Moreover, this method often identifies several data collection events on a single Web page. That is because one page can contain search results, video players, and ads from several sources, each of which can send different data in a different direction.
Another caveat: ComScore’s method of measuring advertising networks has limitations that make it difficult to compare one network to another. For the networks run by Yahoo, Microsoft and AOL, comScore doesn’t count how many ads they actually display, but how many pages their ads could appear on. This substantially overcounts the networks’ data collection because some Web sites have several networks that compete to place ads on their pages. ComScore counts the page views on those pages – without knowing if that network did in fact serve an ad on that page view. So the ad network tallies for these companies represent potential data collection events, rather than definite ones.
For Google, comScore can actually identify when ads from its AdSense network are loaded on a Web
page. but this measure could overstate Google’s potential to collect data. That’s because Google may display several short text ads on one page, and comScore counts each of those text ads separately. To compensate in this study, comScore tried to figure out how many pages Google ads are loaded on pages. It took its count of ads displayed and divided that by 4.17, its estimate of the average number of AdSense ads that appear together on a page.
ComScore’s December 2007 figures for AOL, moreover, do not include the reach of Tacoda, the behavioral targeting firm AOL just bought.
I do not suggest using the ad network figures to make comparisons between the Internet giants. Instead, you should look at them as potential expansions of these companies’ reach. They do collect significant data from their ad networks – but possibly not as much as suggested by these figures.
These comScore figures – though eye-popping – provide only a minimum level of data collection events. There are other ways these companies obtain data that comScore was unable to capture. The two largest ways left out here are ad-serving data (from the likes of Microsoft’s Atlas and Google’s desired partner DoubleClick) and user-volunteered data. By the latter, I mean the information that users enter when they register for sites or e-mail accounts as well as all the juicy details they post on social networking pages.
Arnie Gullov-Singh, vice president of advertising technology at Fox Interactive Media, the owner of MySpace, likes to call this sort of information “hand-raiser data,” since people choose to type it in.

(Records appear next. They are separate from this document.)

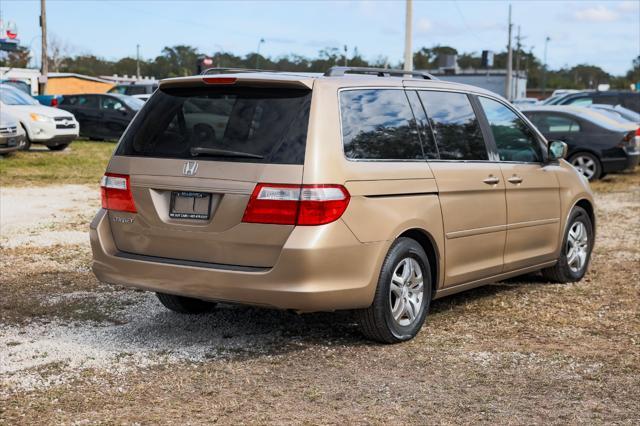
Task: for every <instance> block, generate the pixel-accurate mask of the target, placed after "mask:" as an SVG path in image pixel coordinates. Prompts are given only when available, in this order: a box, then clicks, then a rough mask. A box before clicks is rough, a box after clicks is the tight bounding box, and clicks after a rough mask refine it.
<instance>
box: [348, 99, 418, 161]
mask: <svg viewBox="0 0 640 426" xmlns="http://www.w3.org/2000/svg"><path fill="white" fill-rule="evenodd" d="M340 113H341V115H342V141H343V144H344V152H345V155H346V156H347V158H353V159H360V158H365V159H374V160H411V159H422V158H424V156H423V154H422V147H421V146H420V139H419V138H418V135H417V127H416V123H415V119H414V118H413V114H412V112H411V108H410V107H409V102H408V100H407V96H406V95H405V93H404V90H393V89H372V90H347V91H343V92H341V93H340Z"/></svg>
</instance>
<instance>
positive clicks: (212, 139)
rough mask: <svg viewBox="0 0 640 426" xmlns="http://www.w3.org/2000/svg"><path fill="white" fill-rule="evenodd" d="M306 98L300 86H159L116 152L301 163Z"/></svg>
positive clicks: (238, 160) (142, 155)
mask: <svg viewBox="0 0 640 426" xmlns="http://www.w3.org/2000/svg"><path fill="white" fill-rule="evenodd" d="M310 99H311V91H310V90H301V89H282V88H279V89H275V88H249V87H224V88H221V87H215V88H214V87H190V88H173V89H164V90H161V89H160V90H158V91H156V93H155V94H154V95H153V96H152V97H151V98H150V99H149V100H148V101H147V102H146V104H144V105H145V106H144V108H142V110H141V111H140V113H138V115H137V116H136V118H135V119H134V121H133V123H132V124H131V127H130V129H129V130H128V131H127V132H126V133H125V135H124V136H123V139H122V142H121V144H120V146H119V147H118V150H117V152H116V154H117V155H133V156H145V157H159V158H194V157H198V159H203V160H205V159H209V160H211V159H213V160H218V161H244V162H260V163H275V164H303V162H304V151H305V146H306V139H307V126H308V122H309V108H310Z"/></svg>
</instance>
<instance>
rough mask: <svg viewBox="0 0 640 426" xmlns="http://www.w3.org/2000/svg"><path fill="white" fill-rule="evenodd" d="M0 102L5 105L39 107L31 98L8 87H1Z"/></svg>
mask: <svg viewBox="0 0 640 426" xmlns="http://www.w3.org/2000/svg"><path fill="white" fill-rule="evenodd" d="M0 102H2V103H3V104H5V105H38V101H36V100H35V99H33V98H32V97H31V96H29V95H27V94H26V93H23V92H21V91H20V90H18V89H14V88H12V87H7V86H0Z"/></svg>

I hope what I’ve done here will start a conversation. It would be fascinating to see someone try to quantify the aspects of data collection left out of this analysis. Atlas serves 6 billion ads per day, for example, which could be added in.

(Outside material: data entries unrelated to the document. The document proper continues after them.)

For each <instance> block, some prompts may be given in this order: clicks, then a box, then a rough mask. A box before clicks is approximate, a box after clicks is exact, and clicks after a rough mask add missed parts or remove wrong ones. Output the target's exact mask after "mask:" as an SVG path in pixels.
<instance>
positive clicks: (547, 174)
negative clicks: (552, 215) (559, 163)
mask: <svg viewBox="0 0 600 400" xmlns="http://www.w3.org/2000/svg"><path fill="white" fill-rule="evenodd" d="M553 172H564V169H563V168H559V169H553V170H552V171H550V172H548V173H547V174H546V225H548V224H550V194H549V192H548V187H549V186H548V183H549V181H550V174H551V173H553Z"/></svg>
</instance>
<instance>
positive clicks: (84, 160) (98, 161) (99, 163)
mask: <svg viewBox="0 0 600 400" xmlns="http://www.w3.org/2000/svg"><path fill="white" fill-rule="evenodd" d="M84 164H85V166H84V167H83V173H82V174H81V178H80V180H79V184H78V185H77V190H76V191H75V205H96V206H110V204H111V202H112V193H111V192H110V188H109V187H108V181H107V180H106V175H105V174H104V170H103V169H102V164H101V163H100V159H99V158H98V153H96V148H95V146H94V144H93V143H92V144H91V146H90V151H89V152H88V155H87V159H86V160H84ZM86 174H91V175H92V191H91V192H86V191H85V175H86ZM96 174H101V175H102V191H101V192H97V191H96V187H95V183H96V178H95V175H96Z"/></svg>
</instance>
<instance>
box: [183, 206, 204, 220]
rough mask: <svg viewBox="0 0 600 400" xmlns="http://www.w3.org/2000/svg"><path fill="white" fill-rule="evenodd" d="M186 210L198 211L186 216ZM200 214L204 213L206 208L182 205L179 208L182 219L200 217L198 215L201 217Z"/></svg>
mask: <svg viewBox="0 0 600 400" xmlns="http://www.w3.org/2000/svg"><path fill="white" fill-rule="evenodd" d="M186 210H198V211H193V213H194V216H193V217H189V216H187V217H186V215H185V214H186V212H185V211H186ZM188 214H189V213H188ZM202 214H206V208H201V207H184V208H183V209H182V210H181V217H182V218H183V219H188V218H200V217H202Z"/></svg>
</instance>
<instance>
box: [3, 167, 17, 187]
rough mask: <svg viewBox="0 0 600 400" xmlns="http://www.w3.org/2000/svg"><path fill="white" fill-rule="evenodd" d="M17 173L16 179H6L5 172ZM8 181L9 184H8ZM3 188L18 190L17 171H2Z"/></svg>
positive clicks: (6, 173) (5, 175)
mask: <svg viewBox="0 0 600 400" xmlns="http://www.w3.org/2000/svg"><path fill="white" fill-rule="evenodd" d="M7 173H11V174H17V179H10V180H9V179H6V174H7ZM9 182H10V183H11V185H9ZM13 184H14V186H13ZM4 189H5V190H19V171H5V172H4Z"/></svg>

It is also well worth watching whether most of the data proves lucrative. Perhaps there will be diminishing returns at some point, though Mike Galgon, chief advertising strategist at Microsoft (and co-founder of aQuantive), told me he didn’t think there would be.
Consumers get all kinds of free services and content on the Web because they are shown ads, and media companies are increasingly showing them ads based on data they have collected about them. So, in a sense, consumers “pay” for free content and features like e-mail by letting companies collect this data about them.

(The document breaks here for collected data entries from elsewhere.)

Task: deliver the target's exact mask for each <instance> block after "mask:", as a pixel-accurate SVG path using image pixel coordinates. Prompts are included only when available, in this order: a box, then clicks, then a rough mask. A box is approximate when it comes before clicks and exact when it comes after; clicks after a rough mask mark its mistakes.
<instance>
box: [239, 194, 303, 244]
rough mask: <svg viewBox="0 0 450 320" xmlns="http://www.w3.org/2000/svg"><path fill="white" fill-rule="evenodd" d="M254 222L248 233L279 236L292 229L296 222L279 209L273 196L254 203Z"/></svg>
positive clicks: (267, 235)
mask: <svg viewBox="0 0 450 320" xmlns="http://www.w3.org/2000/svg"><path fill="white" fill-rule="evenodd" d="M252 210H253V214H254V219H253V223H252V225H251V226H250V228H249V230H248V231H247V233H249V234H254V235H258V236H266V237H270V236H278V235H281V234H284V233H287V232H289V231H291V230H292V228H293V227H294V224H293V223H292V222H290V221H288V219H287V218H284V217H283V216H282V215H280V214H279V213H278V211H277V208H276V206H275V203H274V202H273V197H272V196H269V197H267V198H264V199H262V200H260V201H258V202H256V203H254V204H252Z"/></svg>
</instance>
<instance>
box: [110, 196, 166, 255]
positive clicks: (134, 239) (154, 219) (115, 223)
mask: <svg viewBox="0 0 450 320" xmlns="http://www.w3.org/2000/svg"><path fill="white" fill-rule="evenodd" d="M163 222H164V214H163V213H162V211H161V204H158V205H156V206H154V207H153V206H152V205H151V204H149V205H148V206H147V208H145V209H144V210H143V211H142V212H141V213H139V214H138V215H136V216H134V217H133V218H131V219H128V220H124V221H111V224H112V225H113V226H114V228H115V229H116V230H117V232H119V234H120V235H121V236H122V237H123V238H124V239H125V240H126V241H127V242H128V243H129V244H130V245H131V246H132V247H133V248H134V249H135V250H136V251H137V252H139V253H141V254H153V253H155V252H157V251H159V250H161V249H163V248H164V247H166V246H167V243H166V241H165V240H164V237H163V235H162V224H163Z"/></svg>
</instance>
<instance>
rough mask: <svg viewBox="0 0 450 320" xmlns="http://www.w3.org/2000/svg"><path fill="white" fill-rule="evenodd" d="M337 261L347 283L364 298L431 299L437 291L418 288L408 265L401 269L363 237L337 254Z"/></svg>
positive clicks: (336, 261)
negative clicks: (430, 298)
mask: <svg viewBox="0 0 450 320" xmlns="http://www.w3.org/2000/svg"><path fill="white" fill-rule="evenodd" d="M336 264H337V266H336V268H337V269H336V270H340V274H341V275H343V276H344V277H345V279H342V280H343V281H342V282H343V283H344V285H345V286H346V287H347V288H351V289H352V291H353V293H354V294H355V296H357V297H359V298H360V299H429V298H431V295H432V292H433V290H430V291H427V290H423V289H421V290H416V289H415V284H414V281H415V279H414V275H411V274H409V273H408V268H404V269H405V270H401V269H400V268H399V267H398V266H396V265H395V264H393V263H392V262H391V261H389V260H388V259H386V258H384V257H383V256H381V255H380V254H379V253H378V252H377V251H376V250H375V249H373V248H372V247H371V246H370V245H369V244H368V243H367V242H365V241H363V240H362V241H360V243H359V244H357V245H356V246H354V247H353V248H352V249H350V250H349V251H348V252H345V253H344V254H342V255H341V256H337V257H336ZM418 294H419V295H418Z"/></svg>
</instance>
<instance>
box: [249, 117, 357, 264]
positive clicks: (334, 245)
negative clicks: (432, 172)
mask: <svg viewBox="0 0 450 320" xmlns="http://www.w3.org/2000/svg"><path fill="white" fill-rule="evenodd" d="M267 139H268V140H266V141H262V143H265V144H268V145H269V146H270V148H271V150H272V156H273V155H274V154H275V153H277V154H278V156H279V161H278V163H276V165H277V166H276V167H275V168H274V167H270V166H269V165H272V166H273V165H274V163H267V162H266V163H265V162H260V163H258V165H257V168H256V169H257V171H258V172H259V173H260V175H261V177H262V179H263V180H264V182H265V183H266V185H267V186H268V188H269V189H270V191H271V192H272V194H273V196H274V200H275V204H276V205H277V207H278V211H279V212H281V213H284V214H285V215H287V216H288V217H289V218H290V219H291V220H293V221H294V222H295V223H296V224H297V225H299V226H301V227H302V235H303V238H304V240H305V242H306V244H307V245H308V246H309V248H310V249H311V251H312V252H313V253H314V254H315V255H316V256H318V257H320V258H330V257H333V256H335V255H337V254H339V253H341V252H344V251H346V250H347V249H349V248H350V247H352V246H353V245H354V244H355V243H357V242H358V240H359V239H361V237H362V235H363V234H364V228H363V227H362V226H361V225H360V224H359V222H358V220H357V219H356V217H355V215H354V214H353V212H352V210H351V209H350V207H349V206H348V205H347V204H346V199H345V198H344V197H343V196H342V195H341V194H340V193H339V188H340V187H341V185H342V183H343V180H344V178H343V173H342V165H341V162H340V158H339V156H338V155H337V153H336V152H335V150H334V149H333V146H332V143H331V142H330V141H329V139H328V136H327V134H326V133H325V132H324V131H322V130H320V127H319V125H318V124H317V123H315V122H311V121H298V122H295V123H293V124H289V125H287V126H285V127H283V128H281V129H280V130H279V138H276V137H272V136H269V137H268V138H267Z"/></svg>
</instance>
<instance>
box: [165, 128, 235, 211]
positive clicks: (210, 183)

When regulators evaluate mergers from a consumer protection standpoint, they consider whether mergers would end up raising the prices that consumers pay for those companies’ products. Since people “pay” with information about themselves on the Internet, rather than with dollars, regulators should consider consumer data when they consider mergers.
If Yahoo is to merge with Microsoft or any company, the merged company will be an entity that has significantly more data about consumers. Will consumers get more – or better – free services in exchange?